# Does the 5D3 have a better IQ than 5D2 at ISO 100 ???



## te4o (Mar 8, 2012)

This decides whether I'll buy the Mk2 or Mk3. 
I am not interested in AF, 25K ISO and 3.2" LCD. Any low ISO IQ improvement spotted?


----------



## wickidwombat (Mar 8, 2012)

pretty hard to tell with current samples really, perhaps the reduction in apparent pattern noise from pushed shadows will translate into a better real life dynamic range that can be extracted from raws. Once they are in the wild i am sure there will be plenty of landscape side by side comparisons with raws


----------



## te4o (Mar 8, 2012)

OK, WW, I'll be waiting for your opinion: we seem to live under the same skies , so we need similar gear... 
I'll post this question a month later again.
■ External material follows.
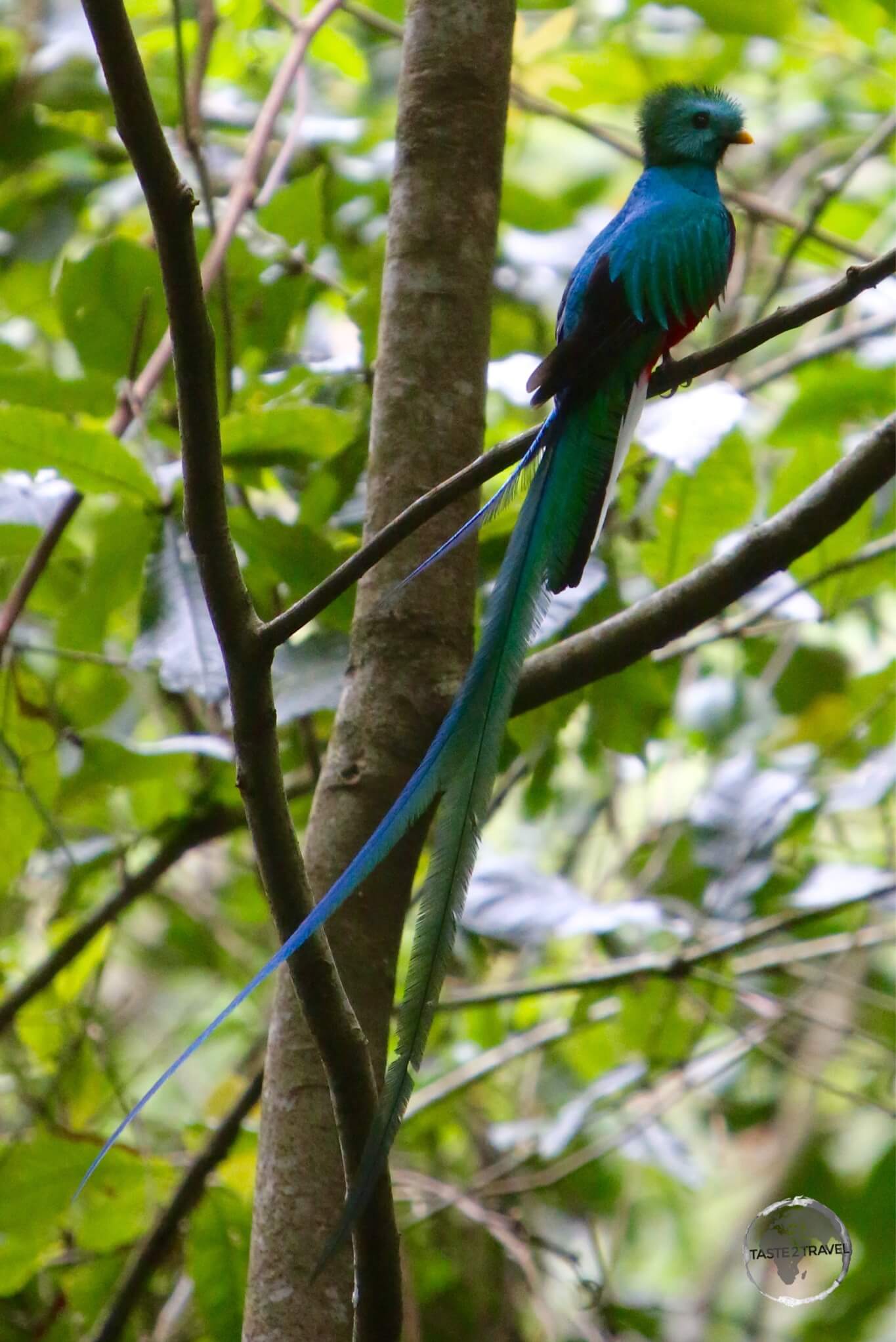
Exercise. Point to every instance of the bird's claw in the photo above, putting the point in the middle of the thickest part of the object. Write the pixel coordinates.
(668, 367)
Agreed, now it is too early to say for sure.


----------



## wickidwombat (Mar 8, 2012)

well hopefully i'l have my mark 3 on the 22nd march so i will be testing it side by side with my mark 2


----------



## K-amps (Mar 8, 2012)

I want a wicked banding test too please! ;D


----------



## skitron (Mar 8, 2012)

wickidwombat said:


> well hopefully i'l have my mark 3 on the 22nd march so i will be testing it side by side with my mark 2



Any chance you could do a head to head RAW comparison of high ISO shot in marginal light? 
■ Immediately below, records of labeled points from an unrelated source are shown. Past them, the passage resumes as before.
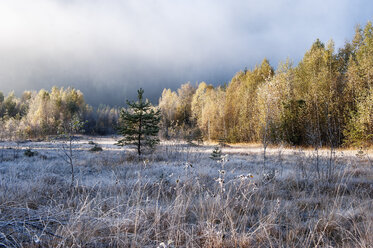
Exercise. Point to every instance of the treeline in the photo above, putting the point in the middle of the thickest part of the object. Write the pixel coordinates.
(327, 99)
(43, 113)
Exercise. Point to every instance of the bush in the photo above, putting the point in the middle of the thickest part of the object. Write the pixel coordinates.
(30, 153)
(96, 148)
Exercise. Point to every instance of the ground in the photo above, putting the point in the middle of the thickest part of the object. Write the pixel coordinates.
(178, 197)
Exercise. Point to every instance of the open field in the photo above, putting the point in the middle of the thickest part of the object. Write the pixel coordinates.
(179, 197)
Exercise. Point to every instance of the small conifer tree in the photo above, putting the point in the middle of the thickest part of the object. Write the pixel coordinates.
(139, 124)
(216, 154)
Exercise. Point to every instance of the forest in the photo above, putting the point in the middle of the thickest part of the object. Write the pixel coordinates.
(324, 100)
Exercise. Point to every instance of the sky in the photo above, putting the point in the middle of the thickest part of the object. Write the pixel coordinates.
(110, 48)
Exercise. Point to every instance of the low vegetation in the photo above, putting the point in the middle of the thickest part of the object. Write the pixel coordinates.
(179, 197)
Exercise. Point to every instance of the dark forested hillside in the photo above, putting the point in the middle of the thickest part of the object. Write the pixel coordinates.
(327, 99)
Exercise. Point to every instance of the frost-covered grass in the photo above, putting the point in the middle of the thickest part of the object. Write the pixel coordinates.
(178, 195)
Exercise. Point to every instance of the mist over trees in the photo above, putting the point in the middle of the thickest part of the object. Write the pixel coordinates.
(325, 100)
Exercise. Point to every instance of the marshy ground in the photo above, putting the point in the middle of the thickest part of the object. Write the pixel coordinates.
(179, 197)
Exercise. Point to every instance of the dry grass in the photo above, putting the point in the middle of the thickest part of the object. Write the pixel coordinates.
(175, 197)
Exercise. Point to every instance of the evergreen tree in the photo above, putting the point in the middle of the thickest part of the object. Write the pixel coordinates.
(139, 124)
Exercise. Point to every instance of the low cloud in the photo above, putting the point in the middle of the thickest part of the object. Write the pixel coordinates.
(109, 48)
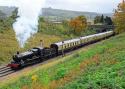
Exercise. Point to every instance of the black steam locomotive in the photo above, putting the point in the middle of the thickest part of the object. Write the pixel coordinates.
(38, 54)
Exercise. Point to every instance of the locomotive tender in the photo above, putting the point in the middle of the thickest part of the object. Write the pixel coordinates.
(38, 54)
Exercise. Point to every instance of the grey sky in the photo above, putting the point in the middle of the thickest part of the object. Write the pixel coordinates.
(103, 6)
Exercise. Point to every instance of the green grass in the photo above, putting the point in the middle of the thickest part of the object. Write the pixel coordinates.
(100, 66)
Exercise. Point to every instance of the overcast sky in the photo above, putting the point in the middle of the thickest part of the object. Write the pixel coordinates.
(102, 6)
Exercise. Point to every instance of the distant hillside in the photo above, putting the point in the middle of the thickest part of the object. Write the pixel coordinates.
(57, 13)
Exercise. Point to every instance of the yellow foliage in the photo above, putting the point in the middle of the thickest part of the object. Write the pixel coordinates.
(119, 18)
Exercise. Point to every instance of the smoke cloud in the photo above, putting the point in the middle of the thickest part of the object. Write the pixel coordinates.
(27, 23)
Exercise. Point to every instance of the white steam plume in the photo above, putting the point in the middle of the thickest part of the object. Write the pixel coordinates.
(27, 22)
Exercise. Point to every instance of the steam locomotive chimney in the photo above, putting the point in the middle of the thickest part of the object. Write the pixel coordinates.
(41, 43)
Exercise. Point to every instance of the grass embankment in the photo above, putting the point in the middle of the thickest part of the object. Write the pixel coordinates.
(9, 44)
(100, 66)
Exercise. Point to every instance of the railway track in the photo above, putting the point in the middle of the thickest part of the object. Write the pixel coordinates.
(4, 71)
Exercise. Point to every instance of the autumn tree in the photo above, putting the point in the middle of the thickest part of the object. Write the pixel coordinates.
(108, 20)
(78, 24)
(119, 18)
(97, 19)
Most of the ISO comparisons are shot in good light and to me they don't represent what to expect in truly low light shooting conditions.


----------



## wockawocka (Mar 8, 2012)

It'll be very difficult to tell ISO100 samples apart.


----------



## Mt Spokane Photography (Mar 8, 2012)

Download one of the samples and play with it in photoshop. I downloaded one of the jpeg samples, and the blacks are pure and do not band, even if I pull them up as far as lightroom will go.

I haven't downloaded the photoshop beta to try the raws, that may be a whole different story.


----------



## Caps18 (Mar 8, 2012)

wockawocka said:


> It'll be very difficult to tell ISO100 samples apart.



That is what I would think. 

Now, if there was a higher resolution (MF) type sensor...


----------



## grahamsz (Mar 8, 2012)

wockawocka said:


> It'll be very difficult to tell ISO100 samples apart.



There are some samples of the same scene here: http://www.imaging-resource.com/IMCOMP/COMPS01.HTM

Certainly i'm trying to justify my spending, but I think the mk3 image is quite a bit better, even at 100


----------



## wickidwombat (Mar 8, 2012)

skitron said:


> wickidwombat said:
> 
> 
> > well hopefully i'l have my mark 3 on the 22nd march so i will be testing it side by side with my mark 2
> ...



I was planning on doing some twighlight city landscape shots side by side off tripods ISO 100 using cable release and 16-35f2.8L II should be reasonably marginal light with stretched dynamic range and represent the sort of scene that I find banding can really stand out if you push the shadows too hard


----------



## Michael7 (Mar 9, 2012)

No, it doesn't. Here are RAW conversions of the 5D II and 5D III:

http://www.nicknphoto.com/galleries/upload/2012/03/08/pwg_high/20120308174149-c350eadb.jpg

http://www.nicknphoto.com/galleries/upload/2012/03/08/pwg_high/20120308174145-867d8afd.jpg

http://www.nicknphoto.com/galleries/upload/2012/03/08/pwg_high/20120308174142-c1eb0331.jpg


----------



## kwwalla (Mar 9, 2012)

All things being equal I would say "no". At ISO 100, an image taken in good light should be close to the same. There is one gray area that has yet to be confirmed for the 5DIII and that is Dynamic Range. This is an important feature even at ISO 100 and the 5DII has issues with banding while trying to bring the exposure up in the darkest areas of the image. If you don't post-process RAW's or don't plan to, then dynamic range isn't a real concern. The bottom line is the 5DII has enjoyed enormous success and will continue to do so for many years. I'm certain that you will be extremely happy with either one. Best of luck.


----------



## K-amps (Mar 9, 2012)

Michael7 said:


> No, it doesn't. Here are RAW conversions of the 5D II and 5D III:
> 
> http://www.nicknphoto.com/galleries/upload/2012/03/08/pwg_high/20120308174149-c350eadb.jpg
> 
> ...



Thanks!

Contrast more dialed up on the 5D2 and red maybe tad better, but greens much truer on the 5D3. Overall 5D3 more natural but tad washed out... what do you guys think? Can u tell them apart?


----------



## aprotosimaki (Mar 9, 2012)

They seem very similar to me. I do note that the foreground seems a little sharper on the 5d3. For example the 'taps' on the candy jar seem more defined to me and the colors jump out a little better. But I am also color blind and myopic!

I too am interested in the banding issue since I also own a 5d2 and have experienced it when processing RAWs.


----------